Une résilience inattendue
Selon Peter Salisbury, chercheur au sein du centre de réflexion américain Century International et principal auteur d'un récent rapport intitulé « Au-delà de l'Axe », l'hypothèse initiale des planificateurs militaires était qu'« en frappant les bons dirigeants, les installations d'armement et les lignes d'approvisionnement, un acteur extérieur pourrait provoquer un effondrement catastrophique du régime iranien et de son réseau d'alliés au Moyen-Orient ». Or, les faits observés contredisent cette vision. Les forces iraniennes ont continué à lancer des attaques de drones contre les États voisins du Golfe et le trafic maritime dans le détroit d'Ormuz. Parallèlement, leurs partenaires libanais et yéménites ont accru la pression sur Israël et intensifié leurs opérations contre les navires marchands en mer Rouge.

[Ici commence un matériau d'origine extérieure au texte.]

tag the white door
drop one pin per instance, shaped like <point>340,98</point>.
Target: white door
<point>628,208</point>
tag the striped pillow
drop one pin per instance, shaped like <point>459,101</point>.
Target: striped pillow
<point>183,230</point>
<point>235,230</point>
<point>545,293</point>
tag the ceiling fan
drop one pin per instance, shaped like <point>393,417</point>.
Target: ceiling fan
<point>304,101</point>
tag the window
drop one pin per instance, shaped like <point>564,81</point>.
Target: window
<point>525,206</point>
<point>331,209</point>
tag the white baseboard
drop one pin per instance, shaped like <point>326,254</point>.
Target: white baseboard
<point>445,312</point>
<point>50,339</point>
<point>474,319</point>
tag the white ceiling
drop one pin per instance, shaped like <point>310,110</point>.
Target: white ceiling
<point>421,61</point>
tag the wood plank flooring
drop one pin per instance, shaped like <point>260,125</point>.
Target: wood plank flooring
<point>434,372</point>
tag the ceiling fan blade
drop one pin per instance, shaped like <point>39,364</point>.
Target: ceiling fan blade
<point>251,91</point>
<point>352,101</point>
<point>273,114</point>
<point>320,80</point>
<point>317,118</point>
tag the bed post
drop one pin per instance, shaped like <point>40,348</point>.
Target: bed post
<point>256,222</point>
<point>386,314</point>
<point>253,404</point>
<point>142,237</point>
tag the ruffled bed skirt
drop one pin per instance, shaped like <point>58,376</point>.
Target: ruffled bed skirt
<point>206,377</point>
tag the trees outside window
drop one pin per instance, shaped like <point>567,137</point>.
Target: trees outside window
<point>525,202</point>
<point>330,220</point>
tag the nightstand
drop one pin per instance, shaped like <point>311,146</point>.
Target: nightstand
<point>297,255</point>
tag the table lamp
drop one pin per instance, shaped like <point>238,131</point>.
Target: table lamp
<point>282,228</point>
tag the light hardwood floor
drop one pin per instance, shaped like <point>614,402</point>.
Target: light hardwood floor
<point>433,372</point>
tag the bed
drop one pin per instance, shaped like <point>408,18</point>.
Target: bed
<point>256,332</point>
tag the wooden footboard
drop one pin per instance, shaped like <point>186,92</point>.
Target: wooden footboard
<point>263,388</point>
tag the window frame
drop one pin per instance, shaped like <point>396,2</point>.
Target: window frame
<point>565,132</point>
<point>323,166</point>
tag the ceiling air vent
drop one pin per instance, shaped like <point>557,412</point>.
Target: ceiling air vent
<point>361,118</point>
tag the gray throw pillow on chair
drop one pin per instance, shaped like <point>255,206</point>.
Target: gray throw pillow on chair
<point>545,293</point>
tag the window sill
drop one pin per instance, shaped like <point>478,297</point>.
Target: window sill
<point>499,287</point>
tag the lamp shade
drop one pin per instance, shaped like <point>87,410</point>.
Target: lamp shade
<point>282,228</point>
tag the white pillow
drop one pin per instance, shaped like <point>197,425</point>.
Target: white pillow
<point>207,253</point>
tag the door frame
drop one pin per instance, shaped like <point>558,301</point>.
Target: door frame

Des drones peu coûteux et redoutablement efficaces
L'élément central de cette résistance tient à la démocratisation des drones. En comparaison avec des systèmes de défense coûteux comme les batteries Patriot, ces aéronefs sans pilote sont extrêmement bon marché à fabriquer. L'Iran a massivement investi dans la production, le transfert de technologie et la formation de ses alliés, leur conférant une capacité à agir de manière beaucoup plus indépendante de Téhéran. Wolf-Christian Paes, chercheur associé à l'International Institute for Strategic Studies et contributeur au rapport « Au-delà de l'Axe », souligne que le terme même de « proxies » (mandataires) pourrait être trompeur : ces groupes disposent désormais d'une autonomie opérationnelle qui leur permet de poursuivre leurs objectifs sans attendre un ordre direct depuis Téhéran.
Un réseau difficile à démanteler
La question posée par les analystes est désormais de savoir si ce réseau est devenu trop résilient pour être démantelé par des frappes militaires. Les récents développements montrent que malgré les pertes subies, les capacités de production locales restent intactes et la coordination entre les différentes factions se maintient. Les drones, en particulier, sont devenus une arme asymétrique redoutable : ils peuvent être lancés en essaims, depuis des sites difficiles à localiser, et leur coût réduit en fait une menace permanente pour des infrastructures bien plus onéreuses. Cette évolution pourrait contraindre les stratèges américains et israéliens à revoir leurs approches, intégrant la dimension durable de cette menace aérienne.